Ask HN: Python web programming without a framework? - dynamic99

I have some experience with Python scripting, but have only created web apps with PHP. I do NOT want to use a framework due to a few problems it may cause. So can I use Python to create web apps without a framework? Is it worth it?
======
venomsnake
Okay - as a person that recently made the transition:

Flask,Jinja2 + bootstrap + learn python functools.wraps

Flask just makes the dispatch and routing. Jinja templates are very close to
smarty. You can make a site runing in a second. Also a benefit of using flask
is that you have ready WSGI app that you can put on gevent or tornado.
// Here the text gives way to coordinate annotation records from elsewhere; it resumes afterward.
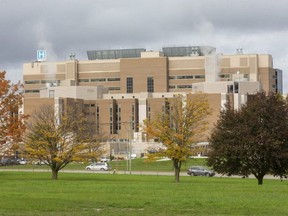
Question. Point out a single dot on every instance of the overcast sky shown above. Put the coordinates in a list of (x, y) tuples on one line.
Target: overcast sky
[(75, 26)]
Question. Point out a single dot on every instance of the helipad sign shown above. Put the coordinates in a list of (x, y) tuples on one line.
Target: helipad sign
[(41, 55)]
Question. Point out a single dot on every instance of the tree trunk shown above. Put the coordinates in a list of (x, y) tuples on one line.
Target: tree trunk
[(177, 175), (177, 168), (260, 180), (54, 174)]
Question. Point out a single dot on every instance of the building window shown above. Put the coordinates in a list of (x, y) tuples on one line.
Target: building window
[(83, 80), (129, 84), (114, 88), (224, 76), (113, 79), (150, 84), (51, 82), (199, 76), (32, 82), (98, 80), (32, 91), (184, 86), (236, 87), (51, 93), (184, 77), (230, 88)]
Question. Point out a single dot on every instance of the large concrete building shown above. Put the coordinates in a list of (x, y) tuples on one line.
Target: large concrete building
[(118, 89)]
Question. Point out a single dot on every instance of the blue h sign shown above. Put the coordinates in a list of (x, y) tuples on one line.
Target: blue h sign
[(41, 55)]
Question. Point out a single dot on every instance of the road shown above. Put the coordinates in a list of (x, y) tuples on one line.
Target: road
[(132, 172)]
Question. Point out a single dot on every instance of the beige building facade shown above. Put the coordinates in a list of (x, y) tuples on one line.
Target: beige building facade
[(119, 89)]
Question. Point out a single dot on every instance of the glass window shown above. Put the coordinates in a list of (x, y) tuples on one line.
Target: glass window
[(83, 80), (51, 93), (199, 76), (98, 80), (113, 79), (150, 84), (32, 82), (129, 84)]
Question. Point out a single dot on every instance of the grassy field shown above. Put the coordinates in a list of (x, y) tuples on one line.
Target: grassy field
[(32, 193)]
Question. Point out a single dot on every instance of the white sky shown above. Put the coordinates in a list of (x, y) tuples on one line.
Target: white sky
[(75, 26)]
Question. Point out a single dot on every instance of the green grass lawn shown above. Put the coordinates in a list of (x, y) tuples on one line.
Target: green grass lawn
[(33, 193)]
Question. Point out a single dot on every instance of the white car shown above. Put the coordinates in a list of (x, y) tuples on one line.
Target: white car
[(98, 166), (22, 161)]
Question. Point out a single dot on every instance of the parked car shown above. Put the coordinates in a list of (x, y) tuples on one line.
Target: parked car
[(8, 162), (22, 161), (98, 166), (105, 159), (200, 171)]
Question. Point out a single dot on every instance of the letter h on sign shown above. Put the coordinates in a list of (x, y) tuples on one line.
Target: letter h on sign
[(41, 55)]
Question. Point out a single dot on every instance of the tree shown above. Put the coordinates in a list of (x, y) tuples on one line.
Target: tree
[(12, 121), (58, 138), (180, 127), (252, 140)]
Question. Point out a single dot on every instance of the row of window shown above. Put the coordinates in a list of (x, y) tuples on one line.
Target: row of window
[(180, 86), (188, 77), (112, 79), (42, 81)]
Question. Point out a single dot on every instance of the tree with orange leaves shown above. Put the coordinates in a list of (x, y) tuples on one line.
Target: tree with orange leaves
[(11, 119), (179, 127)]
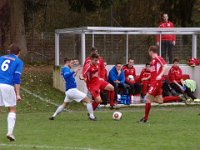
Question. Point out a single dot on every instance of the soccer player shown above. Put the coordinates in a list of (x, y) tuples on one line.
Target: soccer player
[(129, 69), (158, 67), (10, 71), (100, 63), (117, 78), (90, 74), (72, 93), (177, 82)]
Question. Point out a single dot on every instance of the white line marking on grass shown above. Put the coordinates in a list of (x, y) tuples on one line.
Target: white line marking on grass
[(44, 146), (39, 97)]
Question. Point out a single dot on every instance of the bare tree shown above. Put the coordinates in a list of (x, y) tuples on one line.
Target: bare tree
[(12, 29)]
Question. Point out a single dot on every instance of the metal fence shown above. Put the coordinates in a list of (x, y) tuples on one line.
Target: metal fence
[(41, 47)]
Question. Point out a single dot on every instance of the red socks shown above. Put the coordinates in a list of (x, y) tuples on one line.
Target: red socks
[(94, 105), (111, 96), (147, 109), (168, 99)]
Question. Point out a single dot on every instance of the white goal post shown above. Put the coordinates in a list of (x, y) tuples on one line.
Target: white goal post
[(83, 31)]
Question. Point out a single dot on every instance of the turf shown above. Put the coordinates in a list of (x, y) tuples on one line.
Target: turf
[(169, 128)]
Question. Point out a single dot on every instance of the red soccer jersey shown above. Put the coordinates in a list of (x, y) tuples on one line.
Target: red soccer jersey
[(129, 71), (90, 72), (166, 37), (175, 73), (156, 67), (101, 66), (145, 74)]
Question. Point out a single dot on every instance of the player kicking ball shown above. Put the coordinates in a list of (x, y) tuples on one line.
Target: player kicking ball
[(158, 67), (10, 71), (72, 93)]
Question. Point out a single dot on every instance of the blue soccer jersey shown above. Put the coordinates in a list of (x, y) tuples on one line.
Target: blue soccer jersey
[(69, 78), (10, 68)]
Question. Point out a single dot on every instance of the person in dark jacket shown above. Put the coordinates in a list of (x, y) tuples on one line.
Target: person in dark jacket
[(117, 78)]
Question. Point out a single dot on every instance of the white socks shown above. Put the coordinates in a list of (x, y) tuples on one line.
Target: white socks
[(90, 110), (59, 110), (11, 122)]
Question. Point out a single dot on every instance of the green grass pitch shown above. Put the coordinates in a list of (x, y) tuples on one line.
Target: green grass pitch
[(169, 128)]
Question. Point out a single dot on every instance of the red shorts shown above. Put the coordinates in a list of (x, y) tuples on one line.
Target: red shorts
[(155, 88), (95, 87)]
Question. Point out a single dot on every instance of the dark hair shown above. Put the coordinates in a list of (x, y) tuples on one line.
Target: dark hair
[(130, 59), (162, 14), (176, 60), (94, 55), (147, 64), (93, 49), (14, 49), (153, 49), (117, 63), (67, 59)]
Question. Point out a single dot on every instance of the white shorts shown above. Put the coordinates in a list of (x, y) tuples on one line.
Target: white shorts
[(74, 94), (7, 95)]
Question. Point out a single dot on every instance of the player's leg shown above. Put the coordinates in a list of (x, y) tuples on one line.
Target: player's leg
[(170, 52), (59, 110), (108, 87), (62, 106), (8, 98), (164, 50), (158, 99), (149, 98), (11, 119), (89, 108)]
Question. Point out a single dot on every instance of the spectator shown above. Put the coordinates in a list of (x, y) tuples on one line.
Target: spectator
[(177, 82), (104, 93), (145, 76), (167, 40), (131, 78), (117, 79)]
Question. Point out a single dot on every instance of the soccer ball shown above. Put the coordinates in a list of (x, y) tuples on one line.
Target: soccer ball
[(130, 77), (117, 115)]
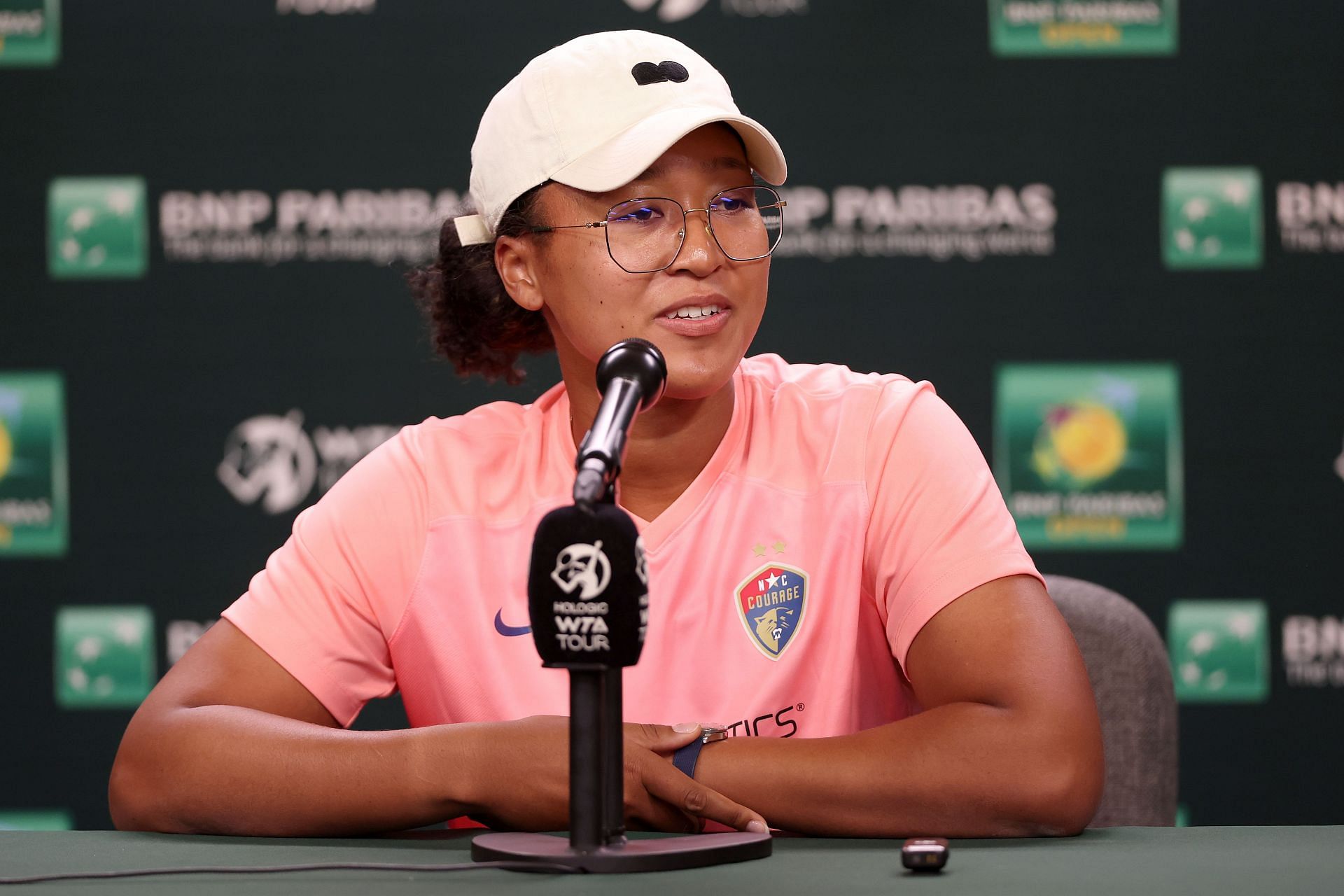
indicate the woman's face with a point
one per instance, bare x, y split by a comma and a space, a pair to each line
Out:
590, 302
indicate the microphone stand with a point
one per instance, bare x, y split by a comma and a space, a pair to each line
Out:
597, 840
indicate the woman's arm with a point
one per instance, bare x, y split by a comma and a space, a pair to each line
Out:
232, 743
1008, 743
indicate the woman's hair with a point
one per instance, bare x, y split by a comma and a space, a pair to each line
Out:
473, 321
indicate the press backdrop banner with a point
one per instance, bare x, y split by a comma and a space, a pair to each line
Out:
1110, 234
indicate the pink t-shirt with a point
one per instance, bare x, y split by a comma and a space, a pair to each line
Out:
840, 512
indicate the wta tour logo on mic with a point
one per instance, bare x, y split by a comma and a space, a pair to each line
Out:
588, 589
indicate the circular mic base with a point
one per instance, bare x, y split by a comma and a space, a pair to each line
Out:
655, 853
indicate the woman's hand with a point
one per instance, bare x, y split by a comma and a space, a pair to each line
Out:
523, 780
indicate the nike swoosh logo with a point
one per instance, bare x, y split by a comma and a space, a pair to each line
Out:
510, 631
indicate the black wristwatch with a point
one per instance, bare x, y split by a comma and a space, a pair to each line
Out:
686, 757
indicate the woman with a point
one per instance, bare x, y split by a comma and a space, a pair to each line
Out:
834, 574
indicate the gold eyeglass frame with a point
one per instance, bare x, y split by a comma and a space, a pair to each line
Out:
708, 225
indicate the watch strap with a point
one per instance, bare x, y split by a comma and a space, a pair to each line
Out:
685, 757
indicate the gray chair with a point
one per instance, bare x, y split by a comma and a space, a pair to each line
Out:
1129, 672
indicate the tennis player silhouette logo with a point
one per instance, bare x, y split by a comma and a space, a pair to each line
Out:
772, 605
582, 567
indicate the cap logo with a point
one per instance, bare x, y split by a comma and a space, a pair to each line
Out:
645, 73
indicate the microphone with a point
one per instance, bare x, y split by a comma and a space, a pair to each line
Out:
588, 589
631, 377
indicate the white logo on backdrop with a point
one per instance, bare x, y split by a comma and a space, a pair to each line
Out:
272, 458
668, 10
1310, 216
679, 10
326, 7
381, 226
585, 567
181, 634
939, 222
1313, 652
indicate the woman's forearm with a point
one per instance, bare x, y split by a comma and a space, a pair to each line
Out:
958, 770
230, 770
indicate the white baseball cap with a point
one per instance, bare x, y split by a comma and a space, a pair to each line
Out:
596, 112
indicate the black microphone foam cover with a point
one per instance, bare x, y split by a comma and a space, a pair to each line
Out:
588, 589
636, 359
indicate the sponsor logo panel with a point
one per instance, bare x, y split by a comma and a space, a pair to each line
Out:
104, 656
97, 229
1219, 650
34, 480
1211, 218
36, 820
323, 7
941, 220
1089, 456
273, 461
1082, 27
679, 10
1310, 216
249, 226
30, 33
1313, 652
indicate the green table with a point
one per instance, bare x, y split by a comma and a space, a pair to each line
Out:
1148, 862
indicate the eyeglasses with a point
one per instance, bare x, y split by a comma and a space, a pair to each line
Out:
644, 235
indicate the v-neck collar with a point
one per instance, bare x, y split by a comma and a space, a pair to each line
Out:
555, 406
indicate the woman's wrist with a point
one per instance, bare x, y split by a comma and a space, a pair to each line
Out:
456, 762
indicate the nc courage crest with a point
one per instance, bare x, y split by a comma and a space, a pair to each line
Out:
771, 603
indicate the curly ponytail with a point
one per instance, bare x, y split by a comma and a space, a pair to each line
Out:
473, 321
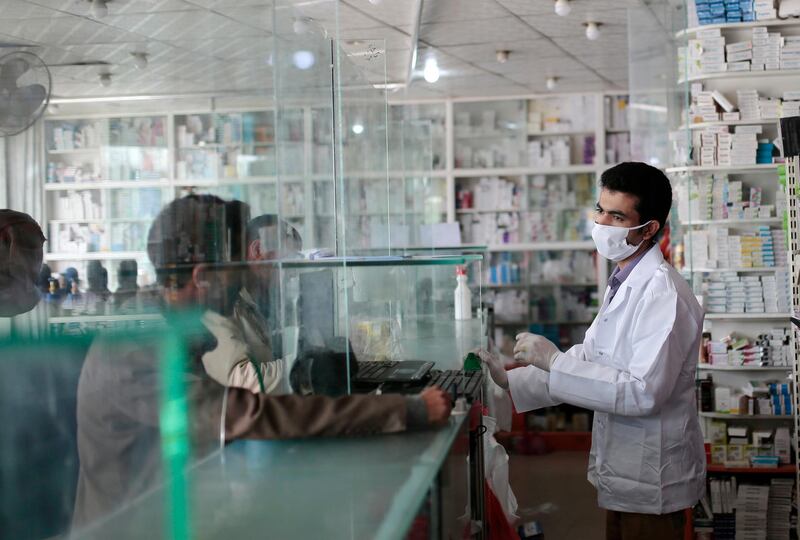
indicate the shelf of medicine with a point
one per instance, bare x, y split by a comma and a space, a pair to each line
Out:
487, 210
528, 323
109, 220
107, 184
734, 222
783, 469
538, 133
711, 367
526, 171
66, 151
728, 416
737, 270
105, 318
755, 122
735, 75
492, 135
585, 245
95, 256
769, 23
747, 316
541, 284
764, 167
230, 145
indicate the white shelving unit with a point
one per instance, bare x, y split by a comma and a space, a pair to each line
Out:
770, 84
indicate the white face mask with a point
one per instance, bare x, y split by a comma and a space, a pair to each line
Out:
612, 242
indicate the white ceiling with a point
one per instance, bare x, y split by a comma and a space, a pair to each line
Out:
225, 45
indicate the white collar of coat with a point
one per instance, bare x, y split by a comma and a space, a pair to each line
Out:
647, 266
641, 273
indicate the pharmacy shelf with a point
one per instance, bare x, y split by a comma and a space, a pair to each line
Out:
105, 318
538, 133
109, 184
736, 75
525, 171
783, 469
487, 211
734, 222
711, 367
758, 168
769, 23
756, 122
771, 269
101, 220
95, 256
728, 416
587, 245
69, 151
747, 317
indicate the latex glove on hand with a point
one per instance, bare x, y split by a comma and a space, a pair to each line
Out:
496, 368
535, 350
437, 403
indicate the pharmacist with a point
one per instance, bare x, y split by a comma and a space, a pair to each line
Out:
635, 367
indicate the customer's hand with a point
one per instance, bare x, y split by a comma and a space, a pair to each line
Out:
496, 368
536, 350
438, 404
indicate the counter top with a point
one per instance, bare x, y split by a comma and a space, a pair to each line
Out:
347, 488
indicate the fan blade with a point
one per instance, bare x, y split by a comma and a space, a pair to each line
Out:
26, 100
10, 71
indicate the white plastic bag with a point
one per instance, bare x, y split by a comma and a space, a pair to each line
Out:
495, 461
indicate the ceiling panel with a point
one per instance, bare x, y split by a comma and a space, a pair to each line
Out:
471, 32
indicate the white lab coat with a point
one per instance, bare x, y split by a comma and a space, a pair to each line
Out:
636, 370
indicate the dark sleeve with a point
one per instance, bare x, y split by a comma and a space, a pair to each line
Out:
259, 416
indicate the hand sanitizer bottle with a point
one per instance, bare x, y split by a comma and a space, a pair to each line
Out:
463, 296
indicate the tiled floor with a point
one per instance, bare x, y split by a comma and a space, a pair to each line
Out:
553, 490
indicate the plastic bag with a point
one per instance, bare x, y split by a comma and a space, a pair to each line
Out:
496, 470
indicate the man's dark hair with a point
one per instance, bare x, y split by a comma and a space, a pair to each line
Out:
193, 230
289, 237
649, 185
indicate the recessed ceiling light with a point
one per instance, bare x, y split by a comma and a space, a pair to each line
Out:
563, 8
431, 71
139, 60
592, 30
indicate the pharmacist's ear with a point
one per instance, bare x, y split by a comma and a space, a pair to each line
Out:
651, 229
254, 250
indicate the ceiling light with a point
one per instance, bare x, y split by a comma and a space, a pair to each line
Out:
303, 59
431, 70
563, 8
592, 30
99, 9
139, 60
301, 25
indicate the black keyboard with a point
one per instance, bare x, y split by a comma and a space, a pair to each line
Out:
466, 384
373, 372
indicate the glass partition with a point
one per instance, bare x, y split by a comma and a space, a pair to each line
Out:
224, 261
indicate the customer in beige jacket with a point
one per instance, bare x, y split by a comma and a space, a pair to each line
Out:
196, 245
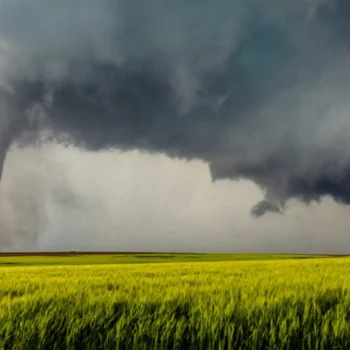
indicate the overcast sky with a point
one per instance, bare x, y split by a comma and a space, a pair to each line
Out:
131, 201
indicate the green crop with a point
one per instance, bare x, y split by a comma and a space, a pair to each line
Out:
280, 304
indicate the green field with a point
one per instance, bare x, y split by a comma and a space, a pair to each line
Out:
240, 302
136, 258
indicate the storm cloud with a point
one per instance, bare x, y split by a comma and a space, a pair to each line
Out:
257, 89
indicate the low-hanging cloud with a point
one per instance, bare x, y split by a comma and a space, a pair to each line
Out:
258, 90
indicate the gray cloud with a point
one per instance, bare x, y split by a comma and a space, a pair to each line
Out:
52, 198
258, 90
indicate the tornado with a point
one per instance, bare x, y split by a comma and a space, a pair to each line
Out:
258, 90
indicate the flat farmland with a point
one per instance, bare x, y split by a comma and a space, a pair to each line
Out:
182, 301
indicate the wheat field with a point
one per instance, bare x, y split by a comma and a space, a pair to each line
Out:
271, 304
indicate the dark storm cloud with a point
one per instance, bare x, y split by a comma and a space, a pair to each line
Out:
258, 89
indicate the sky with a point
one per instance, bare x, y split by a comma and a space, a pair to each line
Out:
175, 125
52, 198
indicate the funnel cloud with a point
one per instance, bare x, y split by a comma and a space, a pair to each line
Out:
258, 90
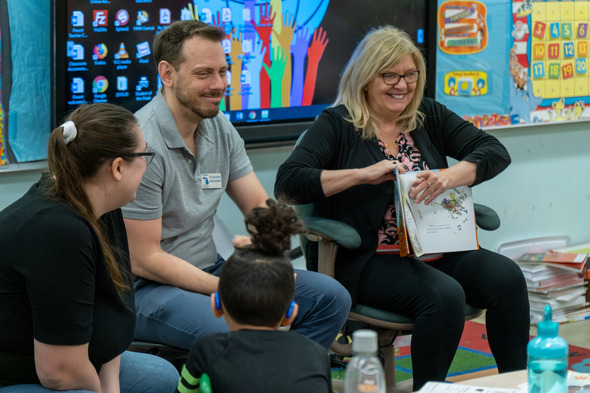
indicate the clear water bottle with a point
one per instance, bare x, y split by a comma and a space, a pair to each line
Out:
547, 358
364, 372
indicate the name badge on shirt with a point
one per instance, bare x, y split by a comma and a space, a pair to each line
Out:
210, 180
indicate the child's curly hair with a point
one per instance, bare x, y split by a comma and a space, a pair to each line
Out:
271, 228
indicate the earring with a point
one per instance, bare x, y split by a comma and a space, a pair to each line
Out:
217, 302
290, 310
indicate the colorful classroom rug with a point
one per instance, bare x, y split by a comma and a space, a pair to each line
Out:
473, 359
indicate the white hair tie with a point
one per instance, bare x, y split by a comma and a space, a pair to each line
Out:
70, 131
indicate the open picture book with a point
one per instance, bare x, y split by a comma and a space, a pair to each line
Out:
447, 224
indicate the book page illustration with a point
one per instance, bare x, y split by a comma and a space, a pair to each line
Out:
447, 224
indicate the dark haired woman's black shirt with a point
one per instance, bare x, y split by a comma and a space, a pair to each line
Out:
55, 286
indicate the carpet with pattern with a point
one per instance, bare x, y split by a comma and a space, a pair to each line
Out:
473, 358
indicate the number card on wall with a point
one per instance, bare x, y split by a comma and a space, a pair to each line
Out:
547, 54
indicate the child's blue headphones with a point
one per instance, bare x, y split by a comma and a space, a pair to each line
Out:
290, 310
288, 315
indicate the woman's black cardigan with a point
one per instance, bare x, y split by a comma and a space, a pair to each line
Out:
332, 143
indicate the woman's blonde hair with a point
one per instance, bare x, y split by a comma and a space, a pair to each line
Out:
380, 49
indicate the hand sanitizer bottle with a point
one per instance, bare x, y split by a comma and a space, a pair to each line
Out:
364, 372
547, 358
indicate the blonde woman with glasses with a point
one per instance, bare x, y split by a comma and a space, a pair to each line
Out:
345, 165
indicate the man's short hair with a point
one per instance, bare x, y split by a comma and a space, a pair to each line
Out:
168, 43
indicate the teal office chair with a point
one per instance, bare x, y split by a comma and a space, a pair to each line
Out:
176, 356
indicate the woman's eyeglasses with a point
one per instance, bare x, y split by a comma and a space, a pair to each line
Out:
391, 78
148, 154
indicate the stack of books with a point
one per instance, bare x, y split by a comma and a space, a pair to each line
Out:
559, 279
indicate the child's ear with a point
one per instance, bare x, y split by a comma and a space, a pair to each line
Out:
217, 312
288, 321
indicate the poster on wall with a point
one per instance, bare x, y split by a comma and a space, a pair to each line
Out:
514, 62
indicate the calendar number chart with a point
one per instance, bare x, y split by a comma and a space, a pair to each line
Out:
559, 55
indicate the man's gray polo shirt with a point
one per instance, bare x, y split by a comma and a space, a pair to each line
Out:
183, 189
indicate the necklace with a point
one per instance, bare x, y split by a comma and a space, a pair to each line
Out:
387, 145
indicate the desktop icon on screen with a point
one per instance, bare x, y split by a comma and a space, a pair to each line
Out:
143, 49
77, 86
77, 19
100, 84
121, 18
143, 84
122, 53
75, 51
100, 18
165, 16
122, 83
142, 17
100, 52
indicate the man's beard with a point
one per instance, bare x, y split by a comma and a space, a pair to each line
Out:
188, 102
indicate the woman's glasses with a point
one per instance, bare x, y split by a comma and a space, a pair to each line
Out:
391, 78
148, 154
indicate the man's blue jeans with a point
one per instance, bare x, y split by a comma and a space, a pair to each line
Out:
173, 316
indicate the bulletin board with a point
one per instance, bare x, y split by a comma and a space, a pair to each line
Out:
25, 107
503, 62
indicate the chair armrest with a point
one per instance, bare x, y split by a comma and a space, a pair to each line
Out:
342, 234
486, 218
329, 234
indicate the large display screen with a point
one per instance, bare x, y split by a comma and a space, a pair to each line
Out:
285, 56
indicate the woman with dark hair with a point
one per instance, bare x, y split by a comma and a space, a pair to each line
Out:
67, 310
345, 166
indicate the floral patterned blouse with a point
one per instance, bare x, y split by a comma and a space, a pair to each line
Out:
411, 158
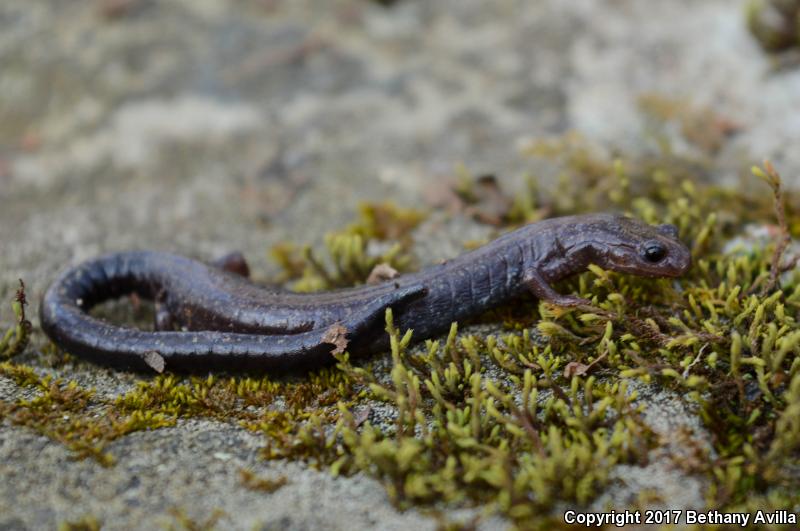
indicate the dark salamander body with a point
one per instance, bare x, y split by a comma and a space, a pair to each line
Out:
227, 322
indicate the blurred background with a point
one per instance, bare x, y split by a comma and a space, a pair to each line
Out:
206, 126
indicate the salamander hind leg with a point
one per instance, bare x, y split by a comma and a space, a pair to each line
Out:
372, 314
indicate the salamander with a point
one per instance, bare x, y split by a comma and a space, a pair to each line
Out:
211, 317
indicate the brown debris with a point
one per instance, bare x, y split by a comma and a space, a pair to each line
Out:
381, 272
336, 335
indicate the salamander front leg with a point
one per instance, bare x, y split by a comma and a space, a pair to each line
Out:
541, 289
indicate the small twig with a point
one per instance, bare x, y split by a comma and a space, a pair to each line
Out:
773, 179
694, 361
22, 300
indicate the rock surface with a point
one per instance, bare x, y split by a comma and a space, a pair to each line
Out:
205, 126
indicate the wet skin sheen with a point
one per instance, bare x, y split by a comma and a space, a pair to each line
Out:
227, 322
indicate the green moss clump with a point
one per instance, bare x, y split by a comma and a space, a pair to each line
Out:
15, 340
351, 258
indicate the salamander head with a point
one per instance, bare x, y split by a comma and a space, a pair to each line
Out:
632, 246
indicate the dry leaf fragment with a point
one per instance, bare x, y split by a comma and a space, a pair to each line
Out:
381, 272
335, 335
155, 361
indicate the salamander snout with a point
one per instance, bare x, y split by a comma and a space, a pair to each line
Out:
632, 246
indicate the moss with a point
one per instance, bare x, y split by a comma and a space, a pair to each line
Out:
350, 254
15, 340
87, 523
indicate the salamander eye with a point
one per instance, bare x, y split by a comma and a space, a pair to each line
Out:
654, 251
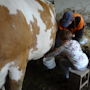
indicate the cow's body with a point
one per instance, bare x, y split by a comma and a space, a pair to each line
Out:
27, 31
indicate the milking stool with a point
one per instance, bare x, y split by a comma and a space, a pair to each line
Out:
79, 79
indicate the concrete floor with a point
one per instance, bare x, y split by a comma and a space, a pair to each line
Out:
38, 77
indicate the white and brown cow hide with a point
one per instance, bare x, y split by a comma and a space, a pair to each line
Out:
27, 31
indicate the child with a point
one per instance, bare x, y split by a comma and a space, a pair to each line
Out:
72, 50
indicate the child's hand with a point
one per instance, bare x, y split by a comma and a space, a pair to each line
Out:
73, 35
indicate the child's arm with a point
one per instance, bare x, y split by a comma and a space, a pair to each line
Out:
55, 52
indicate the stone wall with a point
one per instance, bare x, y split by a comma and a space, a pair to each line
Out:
80, 6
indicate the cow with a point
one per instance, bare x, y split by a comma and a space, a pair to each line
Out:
27, 32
If some of your output is prematurely truncated if you are behind HAProxy -
check tornado keep alive settings. (not relevant but took me 2 days to figure
it out)

------
cyberpanther
If you don't want to use a framework then you should use a micro framework
like Flask: <http://flask.pocoo.org/>

This is essentially gives you the tools to get started and not much else. You
don't want to have to reinvent protocols like Wsgi in order to run fast python
code.

------
taddeimania
No its not worth it. The frameworks exist because many smart people agree that
it isnt smart. Also what problems do you think a framework would cause?

------
digitalWestie
Interesting, what problems are you trying to avoid?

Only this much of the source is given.